A study published in the Medical Journal of Australia1 in March 2020 found that, in a maximal surge scenario, the number of invasive ventilators available in Australia’s ICUs would fall significantly short of the numbers required. This need led to an intensive effort to produce a large number of ventilators in a short period of time.

In what is being compared to a wartime effort, a consortium of companies has been brought together, in an unprecedented collaboration involving government, clinicians and manufacturers, many of whom would ordinarily be competitors.

Bringing together a diverse range of locally produced components and expertise, from printed circuit board assemblies produced by a family-owned business in Western Sydney, to Melbourne-based Australian precision engineering capabilities, to home-grown advanced machine tool production, 2000 invasive ventilators will be made available for the Australian stockpile by the end of July.

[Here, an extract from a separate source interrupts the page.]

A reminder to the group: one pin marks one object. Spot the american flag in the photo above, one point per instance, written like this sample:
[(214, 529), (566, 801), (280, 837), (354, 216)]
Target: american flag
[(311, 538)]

Working with Pathology Technology Australia (PTA), MTAA and others swiftly worked to provide an exhaustive audit of COVID-19-related testing platforms that were ready to go, including nucleic acid testing (NAT) encompassing RNA extraction and detection systems, and lab-based serology testing. The industry’s ability to collaborate on this meant that we were quickly able to establish that the existing accredited pathology laboratory infrastructure was sufficiently equipped to enable the increased testing that would be required. It also quickly identified a number of critical components that would need to be sourced immediately in order to fulfil the increased demand, many of which were able to be sourced locally.

The PPE workstream stepped up quickly to address what would become a critical area of need, working with the state health departments to establish their projected requirements for critical PPE supplies, including masks, gowns, eye protection, gloves and hand sanitiser. The group worked to source overseas supplies of PPE and connect local manufacturers with the Department of Industry taskforce on manufacturing, as well as providing guidance to local businesses wishing to retool to produce PPE.

The efforts undertaken so far represent a significant change in our contemporary understanding of our domestic manufacturing capacity and demonstrate an untapped potential for more home-grown medtech, a potential we may never have realised without the unprecedented threat of a global pandemic.

Whilst we must remain vigilant and there will likely be further outbreaks over the coming months, as of June 2020, it appears that the worst-case scenario is unlikely to eventuate. However, in what has come to be known as the ‘Australia Model’ there are many lessons to be learned. The Australian industry collaboration strategy is increasingly being recognised as one of the best responses globally, with the effort starting to be replicated around the world as the global leadership of multinational firms begin to acknowledge what has been achieved through their Australian operations.

The tangible outcomes of the Australia Model of government and industry collaboration have demonstrated the role that medtech can play in pandemic planning and what can be achieved when government and industry come together in a genuinely cooperative effort. As an industry, we look forward to what we can continue to achieve together in order to strengthen not only Australia’s preparedness for future pandemics, but our healthcare system as a whole.